Some of the artists I’ve seen using this technique are creating amazing artwork and I hope that with practice I can get similar results with this technique.
🕹 What I’m Playing
This week I’ve been replaying Resident Evil Village for the third time but this time on hardcore difficulty. Mild spoilers follow…
The opening survival sequence when you first reach the village really kicked my ass on hardcore difficulty! It took me a bunch of tries to get through it. Fighting off an endless horde of lycans for about 5 minutes had me screaming at the TV!
Luckily, I had enough cash from previous play throughs to buy the unlimited ammo for the starting pistol from the in-game shop, which helped me to just about hold them off until the time was up!
I love the Resident Evil games and enjoy going back to them every now and then for a replay. It’s always more fun when you’ve unlocked some extras too!
📺 What I’m Watching
I’ve been making a real effort recently to get back into art and I’ve been watching quite a few artists on YouTube for inspiration with materials I’ve not used much in the past. Obviously Jazza is in there, but I’ve also been enjoying artist channels who specialise in alcohol markers and coloured pencils.

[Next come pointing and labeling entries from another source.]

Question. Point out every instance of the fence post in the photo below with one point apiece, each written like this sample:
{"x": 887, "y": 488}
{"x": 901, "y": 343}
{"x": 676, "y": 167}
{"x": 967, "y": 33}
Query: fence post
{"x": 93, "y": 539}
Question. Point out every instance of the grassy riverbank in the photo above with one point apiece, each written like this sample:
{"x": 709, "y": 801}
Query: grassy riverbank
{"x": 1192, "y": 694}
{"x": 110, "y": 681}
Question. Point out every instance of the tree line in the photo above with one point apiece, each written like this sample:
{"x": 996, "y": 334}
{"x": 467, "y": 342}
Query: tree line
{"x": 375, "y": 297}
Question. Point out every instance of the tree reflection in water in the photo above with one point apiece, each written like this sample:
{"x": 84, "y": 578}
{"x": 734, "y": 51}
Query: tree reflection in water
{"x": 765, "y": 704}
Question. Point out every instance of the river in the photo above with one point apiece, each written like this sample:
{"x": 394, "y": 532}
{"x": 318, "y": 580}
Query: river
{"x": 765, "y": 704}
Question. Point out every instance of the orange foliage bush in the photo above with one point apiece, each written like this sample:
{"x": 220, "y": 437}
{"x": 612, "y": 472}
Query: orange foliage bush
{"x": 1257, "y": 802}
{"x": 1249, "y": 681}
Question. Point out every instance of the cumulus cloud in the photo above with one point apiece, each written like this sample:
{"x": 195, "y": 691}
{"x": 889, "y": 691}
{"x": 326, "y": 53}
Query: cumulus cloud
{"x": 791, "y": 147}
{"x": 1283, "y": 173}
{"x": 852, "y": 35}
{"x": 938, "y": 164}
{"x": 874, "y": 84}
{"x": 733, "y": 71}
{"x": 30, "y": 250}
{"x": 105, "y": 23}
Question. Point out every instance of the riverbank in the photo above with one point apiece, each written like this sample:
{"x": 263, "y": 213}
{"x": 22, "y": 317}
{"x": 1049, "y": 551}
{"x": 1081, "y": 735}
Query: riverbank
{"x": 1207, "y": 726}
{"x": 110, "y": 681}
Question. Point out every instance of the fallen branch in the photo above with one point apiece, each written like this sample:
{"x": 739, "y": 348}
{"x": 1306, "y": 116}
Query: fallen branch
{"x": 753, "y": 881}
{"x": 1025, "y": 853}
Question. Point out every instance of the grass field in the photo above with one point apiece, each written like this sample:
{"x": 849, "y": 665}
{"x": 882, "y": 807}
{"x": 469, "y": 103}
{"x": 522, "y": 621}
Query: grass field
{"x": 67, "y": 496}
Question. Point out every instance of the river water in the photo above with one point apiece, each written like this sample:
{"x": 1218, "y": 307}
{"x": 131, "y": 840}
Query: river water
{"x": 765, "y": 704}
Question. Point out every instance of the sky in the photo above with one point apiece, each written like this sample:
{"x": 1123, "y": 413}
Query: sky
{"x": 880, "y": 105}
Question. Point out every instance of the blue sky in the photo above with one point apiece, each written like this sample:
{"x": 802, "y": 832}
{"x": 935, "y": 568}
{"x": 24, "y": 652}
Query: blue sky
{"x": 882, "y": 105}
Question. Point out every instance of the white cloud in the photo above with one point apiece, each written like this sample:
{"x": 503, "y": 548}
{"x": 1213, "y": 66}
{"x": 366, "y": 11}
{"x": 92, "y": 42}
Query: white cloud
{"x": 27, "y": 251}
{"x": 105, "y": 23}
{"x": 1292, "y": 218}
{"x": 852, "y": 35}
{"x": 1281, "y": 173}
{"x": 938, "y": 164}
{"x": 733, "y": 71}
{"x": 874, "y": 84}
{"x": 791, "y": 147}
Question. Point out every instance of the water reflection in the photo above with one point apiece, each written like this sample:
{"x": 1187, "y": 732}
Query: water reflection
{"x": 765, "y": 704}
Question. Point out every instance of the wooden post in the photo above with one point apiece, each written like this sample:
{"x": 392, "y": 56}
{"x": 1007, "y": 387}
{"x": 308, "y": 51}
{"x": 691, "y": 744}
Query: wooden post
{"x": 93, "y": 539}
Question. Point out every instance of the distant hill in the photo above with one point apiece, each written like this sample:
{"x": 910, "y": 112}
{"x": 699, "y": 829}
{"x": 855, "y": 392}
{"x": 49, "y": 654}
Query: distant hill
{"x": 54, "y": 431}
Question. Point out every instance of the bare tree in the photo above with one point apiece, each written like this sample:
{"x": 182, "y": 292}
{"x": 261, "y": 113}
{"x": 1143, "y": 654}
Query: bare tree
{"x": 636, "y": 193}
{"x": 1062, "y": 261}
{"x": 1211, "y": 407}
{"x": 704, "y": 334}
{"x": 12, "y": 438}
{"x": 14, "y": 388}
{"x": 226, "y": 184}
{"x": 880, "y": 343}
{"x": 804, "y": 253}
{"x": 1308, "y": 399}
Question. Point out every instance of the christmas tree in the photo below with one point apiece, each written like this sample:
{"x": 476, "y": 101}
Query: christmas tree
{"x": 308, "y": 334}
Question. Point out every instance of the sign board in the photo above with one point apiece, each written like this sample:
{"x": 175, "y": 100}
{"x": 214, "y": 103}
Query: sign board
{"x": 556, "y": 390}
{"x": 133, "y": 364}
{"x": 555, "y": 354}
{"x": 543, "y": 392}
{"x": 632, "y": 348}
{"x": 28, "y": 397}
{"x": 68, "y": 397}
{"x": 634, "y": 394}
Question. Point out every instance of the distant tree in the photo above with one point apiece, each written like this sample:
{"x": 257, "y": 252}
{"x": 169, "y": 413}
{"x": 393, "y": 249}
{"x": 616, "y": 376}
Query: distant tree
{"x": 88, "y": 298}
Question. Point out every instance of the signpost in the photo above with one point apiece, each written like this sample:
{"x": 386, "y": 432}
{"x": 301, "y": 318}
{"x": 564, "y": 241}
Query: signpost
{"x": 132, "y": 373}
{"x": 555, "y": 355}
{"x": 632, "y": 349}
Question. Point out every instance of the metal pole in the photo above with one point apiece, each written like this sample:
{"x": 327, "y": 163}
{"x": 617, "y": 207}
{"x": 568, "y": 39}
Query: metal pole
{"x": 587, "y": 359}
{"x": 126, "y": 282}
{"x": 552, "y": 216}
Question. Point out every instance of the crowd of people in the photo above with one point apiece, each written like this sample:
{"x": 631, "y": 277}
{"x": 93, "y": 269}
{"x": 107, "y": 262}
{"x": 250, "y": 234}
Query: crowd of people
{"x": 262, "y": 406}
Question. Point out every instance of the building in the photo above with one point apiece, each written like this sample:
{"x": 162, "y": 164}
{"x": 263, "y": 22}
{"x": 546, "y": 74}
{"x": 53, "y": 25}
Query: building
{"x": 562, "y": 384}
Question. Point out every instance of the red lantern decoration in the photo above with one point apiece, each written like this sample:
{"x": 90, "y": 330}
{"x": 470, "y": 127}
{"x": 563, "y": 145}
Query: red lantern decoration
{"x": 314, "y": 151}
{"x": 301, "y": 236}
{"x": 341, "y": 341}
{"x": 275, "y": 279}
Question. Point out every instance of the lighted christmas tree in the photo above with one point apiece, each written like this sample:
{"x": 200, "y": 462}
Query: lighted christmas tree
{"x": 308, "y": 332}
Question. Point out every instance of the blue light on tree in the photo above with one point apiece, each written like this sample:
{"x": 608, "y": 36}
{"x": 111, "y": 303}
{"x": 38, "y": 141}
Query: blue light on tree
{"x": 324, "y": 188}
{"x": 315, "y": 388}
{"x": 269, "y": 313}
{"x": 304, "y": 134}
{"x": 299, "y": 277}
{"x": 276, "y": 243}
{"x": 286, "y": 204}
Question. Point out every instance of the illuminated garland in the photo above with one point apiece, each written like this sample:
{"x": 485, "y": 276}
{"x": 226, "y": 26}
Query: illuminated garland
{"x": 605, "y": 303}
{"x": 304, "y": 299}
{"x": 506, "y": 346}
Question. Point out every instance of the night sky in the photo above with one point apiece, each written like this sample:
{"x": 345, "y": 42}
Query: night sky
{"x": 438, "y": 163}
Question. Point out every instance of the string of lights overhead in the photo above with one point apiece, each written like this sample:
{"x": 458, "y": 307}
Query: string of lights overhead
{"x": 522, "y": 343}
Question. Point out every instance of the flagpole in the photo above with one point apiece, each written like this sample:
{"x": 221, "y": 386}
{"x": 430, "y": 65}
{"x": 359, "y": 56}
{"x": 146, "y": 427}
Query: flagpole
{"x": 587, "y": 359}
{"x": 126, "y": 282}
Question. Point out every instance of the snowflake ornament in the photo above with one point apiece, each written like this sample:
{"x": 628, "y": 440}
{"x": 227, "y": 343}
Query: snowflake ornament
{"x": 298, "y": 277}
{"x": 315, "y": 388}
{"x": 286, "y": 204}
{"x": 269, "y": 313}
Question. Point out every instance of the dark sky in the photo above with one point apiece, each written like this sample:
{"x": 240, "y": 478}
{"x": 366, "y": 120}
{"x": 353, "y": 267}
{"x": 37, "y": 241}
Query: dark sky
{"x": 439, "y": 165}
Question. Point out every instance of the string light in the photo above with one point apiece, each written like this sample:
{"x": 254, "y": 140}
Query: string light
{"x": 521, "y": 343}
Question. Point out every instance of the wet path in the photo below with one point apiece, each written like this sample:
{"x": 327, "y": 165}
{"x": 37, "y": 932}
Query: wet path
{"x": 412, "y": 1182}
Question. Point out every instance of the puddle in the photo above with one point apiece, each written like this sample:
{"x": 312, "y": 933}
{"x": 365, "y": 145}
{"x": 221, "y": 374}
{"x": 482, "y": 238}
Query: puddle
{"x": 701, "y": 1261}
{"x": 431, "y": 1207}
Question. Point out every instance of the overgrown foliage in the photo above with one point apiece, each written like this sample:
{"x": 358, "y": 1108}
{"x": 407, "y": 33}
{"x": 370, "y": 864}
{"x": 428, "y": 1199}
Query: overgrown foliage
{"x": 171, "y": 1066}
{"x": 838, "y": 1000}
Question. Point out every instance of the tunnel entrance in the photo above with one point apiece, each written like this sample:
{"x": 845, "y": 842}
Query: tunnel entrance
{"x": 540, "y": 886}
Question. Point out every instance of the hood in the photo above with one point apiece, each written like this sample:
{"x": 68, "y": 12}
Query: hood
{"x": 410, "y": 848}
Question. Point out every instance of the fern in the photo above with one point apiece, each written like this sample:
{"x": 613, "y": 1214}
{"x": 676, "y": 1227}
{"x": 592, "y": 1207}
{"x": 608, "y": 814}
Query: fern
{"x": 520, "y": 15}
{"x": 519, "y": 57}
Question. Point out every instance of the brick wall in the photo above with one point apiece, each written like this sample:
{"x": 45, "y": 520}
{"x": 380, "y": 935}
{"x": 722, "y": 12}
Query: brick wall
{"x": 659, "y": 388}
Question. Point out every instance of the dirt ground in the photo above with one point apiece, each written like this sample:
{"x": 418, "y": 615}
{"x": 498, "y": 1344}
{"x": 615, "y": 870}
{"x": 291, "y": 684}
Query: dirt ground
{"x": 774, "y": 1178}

As well as the YouTube videos, I’ve really been enjoying Sky Arts Landscape Artist of the Year (last year’s season), and have been binge watching those. I love watching other people create art, so this has been a big inspiration for some things I’d like to try out myself.
Since I’ve never been much of a painter, but would like to be with certain types of paint, I watching very closely to see how talented painters do it!
We recently binged the whole last season of Portrait Artist of the Year as well 😁
🕸 Interesting Things From The Internet
I recently came across the Every Layout website, which has fundamentally changed my mental model and approach to writing CSS and creating layouts on the web.
CSS is hard. Even though modern CSS is so good and we have amazing tools at our disposal, a lot of learning materials when you’re starting out don’t teach you good mental models.
What usually ends up happening, for most of us anyway, is that you end up writing a lot of very specific CSS instead of writing efficient CSS. The approaches that most of us learn also lead you to micromanage the web browser, rather than embracing its strengths when it comes to layout.
Reading though the content of Every Layout has been a game changer for me. I now have a mental model and approach that is going to help me to create better, more resilient website layouts while writing less CSS!
If you’re reading this and work in front-end web development, I really do recommend you check it out.